The Regression Cookbook

Now with Machine Learning and Stats Flavours!

Authors

G. Alexi Rodríguez-Arelis

Andy Tai

Ben Chen

Published

November 18, 2024

Abstract
This book aims to set a common ground between machine learning and statistics regarding linear regression techniques, using Python and R, under two perspectives: inference and prediction.

Preface

Let the regression cooking begin!

Data science is a field in which we become aware of the fascinating overlap between machine learning and statistics. Many data science students usually come across everyday machine learning and statistics concepts or ideas that might only differ in names. For instance, simple terms such as weights in supervised learning (and their statistical counterpart as regression coefficients) might be misleading for students starting their data science formation. On the other hand, from an instructor’s perspective in a data science program that subsets its courses in machine learning in Python and statistics in R, regression courses in R also demand the inclusion of Python-related packages as alternative tools.
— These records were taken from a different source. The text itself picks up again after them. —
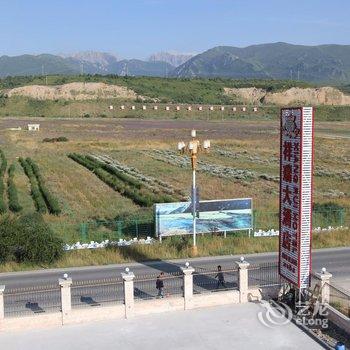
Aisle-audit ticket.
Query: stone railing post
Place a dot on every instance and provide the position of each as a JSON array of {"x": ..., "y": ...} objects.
[
  {"x": 325, "y": 277},
  {"x": 66, "y": 299},
  {"x": 2, "y": 306},
  {"x": 128, "y": 278},
  {"x": 243, "y": 280},
  {"x": 188, "y": 285}
]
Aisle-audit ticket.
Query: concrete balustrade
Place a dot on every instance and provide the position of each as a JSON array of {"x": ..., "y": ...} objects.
[
  {"x": 188, "y": 286},
  {"x": 325, "y": 278},
  {"x": 2, "y": 309},
  {"x": 66, "y": 297},
  {"x": 128, "y": 278},
  {"x": 243, "y": 280},
  {"x": 128, "y": 309}
]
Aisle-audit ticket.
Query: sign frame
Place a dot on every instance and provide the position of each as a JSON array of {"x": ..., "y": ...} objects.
[
  {"x": 301, "y": 278},
  {"x": 157, "y": 220}
]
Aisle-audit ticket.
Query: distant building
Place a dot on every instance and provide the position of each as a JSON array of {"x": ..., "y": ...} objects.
[{"x": 33, "y": 127}]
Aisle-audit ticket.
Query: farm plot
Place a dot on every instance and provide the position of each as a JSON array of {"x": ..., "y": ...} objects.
[
  {"x": 42, "y": 197},
  {"x": 152, "y": 183},
  {"x": 240, "y": 175},
  {"x": 12, "y": 193},
  {"x": 126, "y": 184},
  {"x": 3, "y": 167}
]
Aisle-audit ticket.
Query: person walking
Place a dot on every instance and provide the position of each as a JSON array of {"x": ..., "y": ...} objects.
[
  {"x": 220, "y": 277},
  {"x": 160, "y": 285}
]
Furthermore, in a graduate program such as the Master of Data Science (MDS) at the University of British Columbia, this is especially critical for students whose career plan leans towards the industry job market where Python is more heavily used.

That said, we can state that data science is a substantial synergy between machine learning and statistics. Nevertheless, many gaps between both disciplines still need to be addressed. Thus, closing these critical gaps is imperative in a domain with accelerated growth, such as data science. In this regard, the MDS Stat-ML dictionary has inspired us to write this textbook. It basically consists of common ground between foundational supervised learning models from machine learning and regression models commonly used in statistics. We strive to explore linear modelling approaches as a primary step while highlighting different terminology found in both fields. Furthermore, this discussion is more comprehensive than a simple conceptual exploration. Hence, the second step is hands-on practice via the corresponding Python packages for machine learning and R for statistics.

Fun fact!

While thinking about possible names for this work, I was planning to name it “Machine Learning and Statistics: A Common Ground.” Nevertheless, it was quite plain and boring! That said, this whole textbook idea sounded analogous to a cookbook1, given its heavily applied focus with theoretical sparks.

Hence, the cookbook name idea!

Les Chefs de Cuisine de la Régression

G. Alexi Rodríguez-Arelis

I'm an Assistant Professor of Teaching in the Department of Statistics and Master of Data Science at the University of British Columbia. Throughout my academic and professional journey, I've been involved in diverse fields, such as credit risk management, statistical consulting, and data science teaching. My doctoral research in statistics is primarily focused on computer experiments that emulate scientific and engineering systems via Gaussian stochastic processes (i.e., kriging regression). I'm incredibly passionate about teaching regression topics while combining statistical and machine learning contexts.

Andy Tai

I'm a Postdoctoral Teaching and Learning Fellow in the Department of Statistics and Master of Data Science at the University of British Columbia. Throughout my academic and professional journey, I've been involved in diverse fields, such as addiction psychiatry, machine learning, and data science teaching. My doctoral research in neuroscience primarily focused on using machine learning to predict the risk of fatal overdose. I am interested in leveraging data science and machine learning to solve complex problems, and I strive to inspire others to explore the vast potential of these fields.

Ben Chen

I hold a Master's degree in Data Science from the University of British Columbia, and I am passionate about educating others in the fields of statistics and data science. With experience teaching students how to use statistical methods and data science tools, I also enjoy sharing my knowledge through writing. My blog focuses on making complex statistical concepts accessible to everyone. Additionally, I've worked on a variety of data science projects, ranging from developing recommendation systems to building Generative Adversarial Network (GAN) models.

License

This work is licensed under a Creative Commons Attribution-NonCommercial-ShareAlike 4.0 International License.

Creative Commons License


  1. Special thanks to Jonathan Graves, who mentioned the cookbook term when this textbook was conceptualized during very early stages.↩︎